From: "Michael S. Tsirkin" <mst@redhat.com>
To: Nitesh Narayan Lal <nilal@redhat.com>
Cc: kvm@vger.kernel.org, pbonzini@redhat.com, pagupta@redhat.com,
wei.w.wang@intel.com, yang.zhang.wz@gmail.com, riel@redhat.com,
david@redhat.com, dodgen@google.com, konrad.wilk@oracle.com
Subject: Re: [Patch v4 1/6] KVM: Support for guest page hinting
Date: Wed, 15 Nov 2017 22:06:10 +0200 [thread overview]
Message-ID: <20171115220456-mutt-send-email-mst@kernel.org> (raw)
In-Reply-To: <3ba70546-37f8-cf06-a882-a3abab19d46d@redhat.com>
On Wed, Nov 15, 2017 at 02:38:20PM -0500, Nitesh Narayan Lal wrote:
> Hi Michael,
>
>
> On 11/13/2017 12:59 PM, Michael S. Tsirkin wrote:
> > On Fri, Nov 03, 2017 at 04:30:08PM -0400, nilal@redhat.com wrote:
> >> From: Nitesh Narayan Lal <nilal@redhat.com>
> >>
> >> This patch includes the following:
> >> 1. Basic skeleton for the support
> >> 2. Enablement of x86 platform to use the same
> >>
> >> Signed-off-by: Nitesh Narayan Lal <nilal@redhat.com>
> >> ---
> >> arch/x86/Kbuild | 2 +-
> >> arch/x86/kvm/Makefile | 2 ++
> >> include/linux/gfp.h | 7 +++++++
> >> virt/kvm/Kconfig | 4 ++++
> >> virt/kvm/page_hinting.c | 46 ++++++++++++++++++++++++++++++++++++++++++++++
> >> 5 files changed, 60 insertions(+), 1 deletion(-)
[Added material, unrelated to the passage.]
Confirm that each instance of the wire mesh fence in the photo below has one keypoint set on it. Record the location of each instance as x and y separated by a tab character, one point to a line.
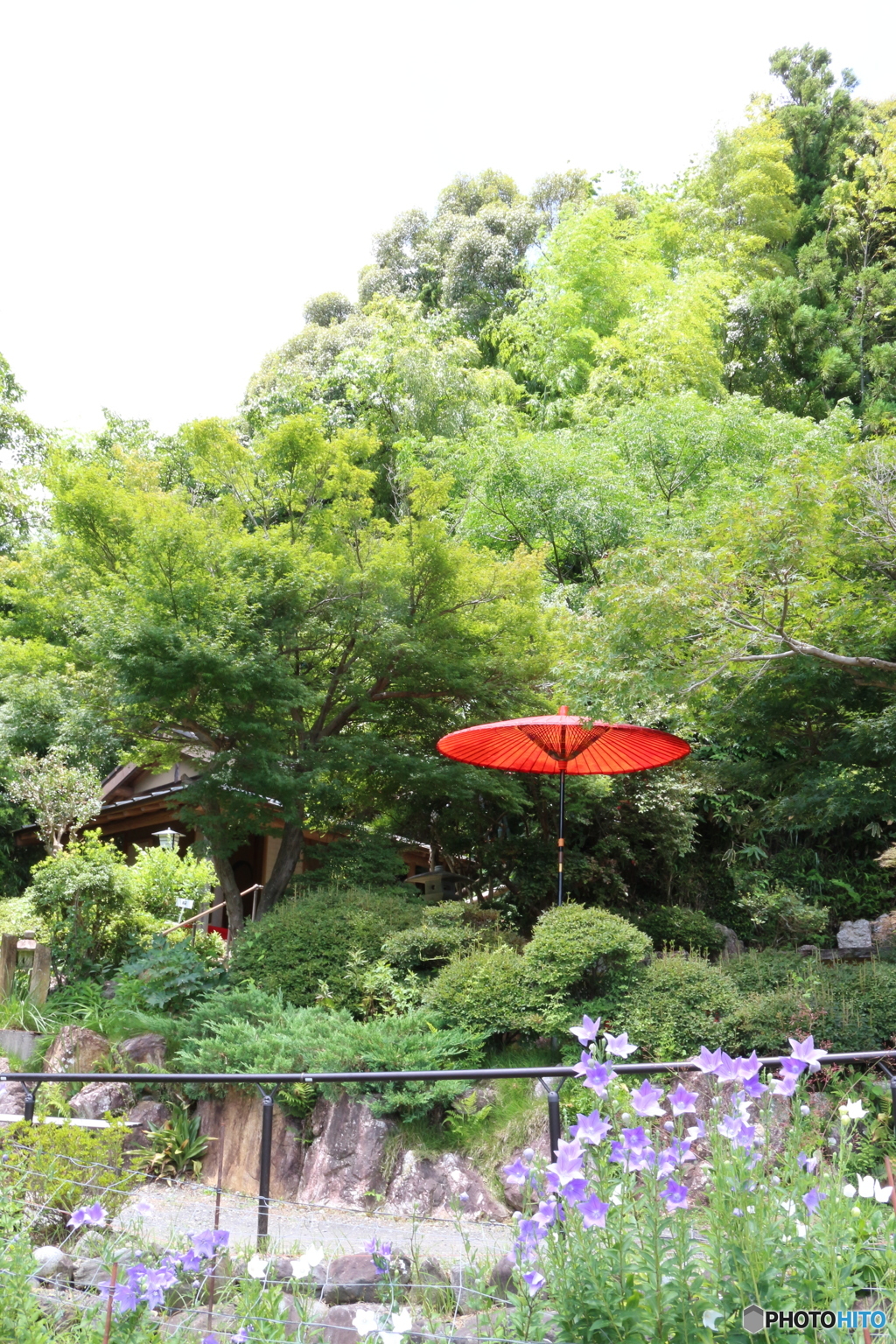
93	1254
> >> create mode 100644 virt/kvm/page_hinting.c
> >>
> >> diff --git a/arch/x86/Kbuild b/arch/x86/Kbuild
> >> index 0038a2d..7d39d7d 100644
> >> --- a/arch/x86/Kbuild
> >> +++ b/arch/x86/Kbuild
> >> @@ -2,7 +2,7 @@ obj-y += entry/
> >>
> >> obj-$(CONFIG_PERF_EVENTS) += events/
> >>
> >> -obj-$(CONFIG_KVM) += kvm/
> >> +obj-$(subst m,y,$(CONFIG_KVM)) += kvm/
> >>
> >> # Xen paravirtualization support
> >> obj-$(CONFIG_XEN) += xen/
> >> diff --git a/arch/x86/kvm/Makefile b/arch/x86/kvm/Makefile
> >> index 09d4b17..d8a3800 100644
> >> --- a/arch/x86/kvm/Makefile
> >> +++ b/arch/x86/kvm/Makefile
> >> @@ -15,6 +15,8 @@ kvm-y += x86.o mmu.o emulate.o i8259.o irq.o lapic.o \
> >> i8254.o ioapic.o irq_comm.o cpuid.o pmu.o mtrr.o \
> >> hyperv.o page_track.o debugfs.o
> >>
> >> +obj-$(CONFIG_KVM_FREE_PAGE_HINTING) += $(KVM)/page_hinting.o
> >> +
> >> kvm-intel-y += vmx.o pmu_intel.o
> >> kvm-amd-y += svm.o pmu_amd.o
> >>
> >> diff --git a/include/linux/gfp.h b/include/linux/gfp.h
> >> index f780718..a74371f 100644
> >> --- a/include/linux/gfp.h
> >> +++ b/include/linux/gfp.h
> >> @@ -452,6 +452,13 @@ static inline struct zonelist *node_zonelist(int nid, gfp_t flags)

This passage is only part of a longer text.